Her name was Nadia, and she gave me hope. It turns out that when I passed out from blood loss, my body hitting the ground made a “thump” and, being my neighbor in the apartment complex, Nadia was concerned. She knocked on the door, but with no reply she almost left, until she saw some of my crimson blood, now under the door, permeating across the cherry wooden floor. Nadia stayed with me in the ambulance, and she was there when I woke. I can’t quite describe that moment I first saw her. I’ve never been a spiritual man, but I would swear I was in heaven when my gaze first touched her face. That was the first time I hadn’t felt alone since I’ve been back. She held my hand when I awoke, and even though she’d never met me before, tears were streaming down her cheeks. It seems I too was crying, not because I was sad, but because for the first time, someone cared about me. For the first time, someone relied on me.

After the other three of my remaining SFOD-D unit were executed by the Taliban agents, I was ransomed off back to the U.S government, and because of my ordeal, I was given a section 8.

After the hospital, Nadia started visiting me every night, checking in on me, making sure I was ok.
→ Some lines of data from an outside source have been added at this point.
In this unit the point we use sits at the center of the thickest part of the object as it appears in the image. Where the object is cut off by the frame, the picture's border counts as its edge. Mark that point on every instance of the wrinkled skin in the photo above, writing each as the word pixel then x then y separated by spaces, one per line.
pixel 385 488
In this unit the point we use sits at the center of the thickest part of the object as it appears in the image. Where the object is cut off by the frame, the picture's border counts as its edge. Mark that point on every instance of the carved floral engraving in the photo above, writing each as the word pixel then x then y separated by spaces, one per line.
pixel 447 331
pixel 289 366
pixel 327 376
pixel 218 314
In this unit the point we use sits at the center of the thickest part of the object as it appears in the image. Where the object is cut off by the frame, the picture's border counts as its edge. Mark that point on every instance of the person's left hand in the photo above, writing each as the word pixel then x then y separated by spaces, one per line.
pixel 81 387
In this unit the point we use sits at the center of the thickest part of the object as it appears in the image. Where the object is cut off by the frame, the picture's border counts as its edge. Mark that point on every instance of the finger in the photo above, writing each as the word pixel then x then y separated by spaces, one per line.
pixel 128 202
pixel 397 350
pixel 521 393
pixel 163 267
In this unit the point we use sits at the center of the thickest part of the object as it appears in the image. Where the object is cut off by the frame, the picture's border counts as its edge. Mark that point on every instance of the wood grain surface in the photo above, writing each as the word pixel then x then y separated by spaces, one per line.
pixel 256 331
I said I was fine every time she’d come to visit, saying “oh you really don’t have to”, but deep down inside, I didn’t want her to leave. It seemed Nadia’s very presence just put my mind at ease, let me know everything was going to be alright. We’d sit and watch movies together, play games, cook dinner. I think I really had feelings for her, and something told me she really felt something too, whether it was the way she smiled when she saw me, or how she would occasionally peek at me when we were watching movies on my couch. Whatever either of us feels, I’m not hopeless anymore, I’m happy.


The author's comments:
This story is meant to teach the reader something about love.